As reported by the Senate Committee on Armed Services on May 19, 2015
S. 1376 would authorize appropriations totaling an estimated $604.6 billion for fiscal year 2016 for the military functions of the Department of Defense (DoD), for certain activities of the Department of Energy (DOE), and for other purposes. In addition, S. 1376 would prescribe personnel strengths for each active-duty and selected-reserve component of the U.S. armed forces.

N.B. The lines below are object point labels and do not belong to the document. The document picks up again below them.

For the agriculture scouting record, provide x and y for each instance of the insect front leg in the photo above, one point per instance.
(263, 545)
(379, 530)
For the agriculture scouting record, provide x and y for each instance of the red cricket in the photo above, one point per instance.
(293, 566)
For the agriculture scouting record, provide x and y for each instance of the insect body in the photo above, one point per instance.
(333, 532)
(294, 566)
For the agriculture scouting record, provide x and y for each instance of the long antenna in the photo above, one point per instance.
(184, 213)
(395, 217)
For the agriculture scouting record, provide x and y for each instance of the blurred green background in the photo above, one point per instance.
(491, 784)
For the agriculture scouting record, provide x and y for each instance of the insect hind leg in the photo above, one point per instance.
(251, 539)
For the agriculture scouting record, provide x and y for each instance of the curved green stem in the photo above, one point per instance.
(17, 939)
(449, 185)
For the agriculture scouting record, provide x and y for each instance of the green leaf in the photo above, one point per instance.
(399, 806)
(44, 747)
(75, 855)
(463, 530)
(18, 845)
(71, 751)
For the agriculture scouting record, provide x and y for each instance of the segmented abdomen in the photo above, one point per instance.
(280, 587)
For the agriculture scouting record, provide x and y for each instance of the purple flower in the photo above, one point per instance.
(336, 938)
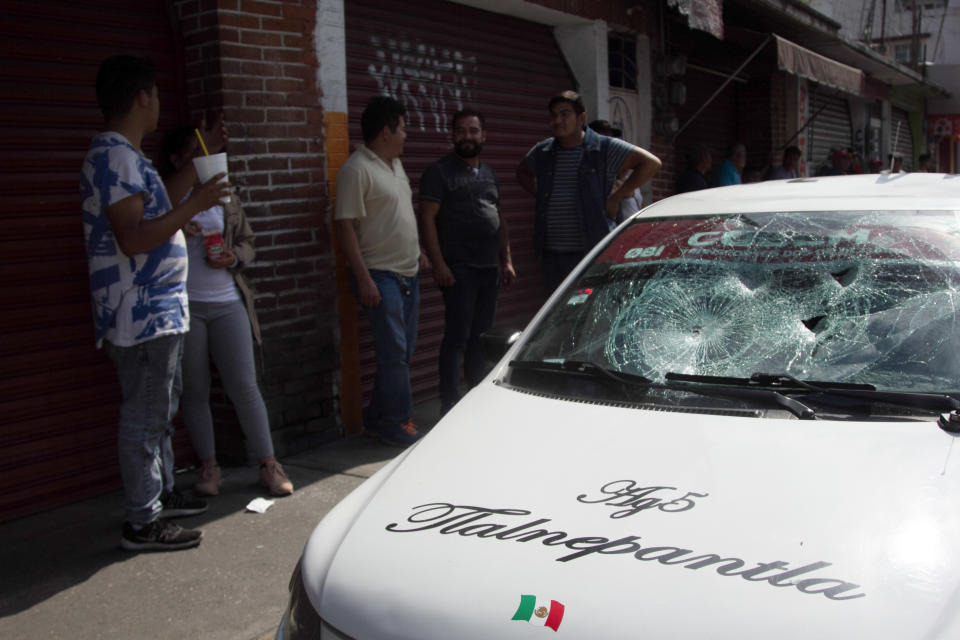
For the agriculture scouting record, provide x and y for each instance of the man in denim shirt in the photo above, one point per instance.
(571, 175)
(138, 268)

If appropriated, $515.5 billion of the authorized amounts would count against the defense cap for 2016 set in the Budget Control Act of 2011 (BCA), as amended. Another $0.2 billion would count against the nondefense cap. An additional $88.9 billion would be authorized for overseas contingency operations (OCO) that, if appropriated, would not count against the caps; of that amount, $49.9 billion would be for war-related activities, while the remaining $39.0 billion would be used for “base budget” activities that in recent years have counted against the defense caps. CBO estimates that appropriation of the authorized amounts would result in outlays of $589.2 billion over the 2016-2020 period.
The bill also contains provisions that would affect the costs of defense programs funded through discretionary appropriations in 2017 and future years. Those provisions would affect force structure, DoD compensation and health care benefits, the uniformed services retirement system, and other programs and activities. CBO has analyzed the costs of a select number of those provisions and estimates that they would, on a net basis, lower the amount of appropriations needed to implement defense programs relative to current law by about $17.8 billion over the 2017-2020 period. The effects of those reductions are not included in the total amount of outlays mentioned above because funding for those activities would be covered by specific authorizations in future years.
In addition, S. 1376 contains provisions that would affect direct spending and revenues. CBO estimates that provisions affecting direct spending would, on net, decrease outlays by $2.2 billion over the 2016-2020 period, and by $4.9 billion over the 2016-2025 period. CBO and the staff of the Joint Committee on Taxation (JCT) estimate that enacting the bill would reduce revenues by $0.2 billion over the 2018-2020 period, and by $1.1 billion over the 2018-2025 period. In total, enactment of the bill would decrease the deficit by an estimated $2.0 billion over the 2016-2020 period, and by $3.8 billion over the 2016-2025 period.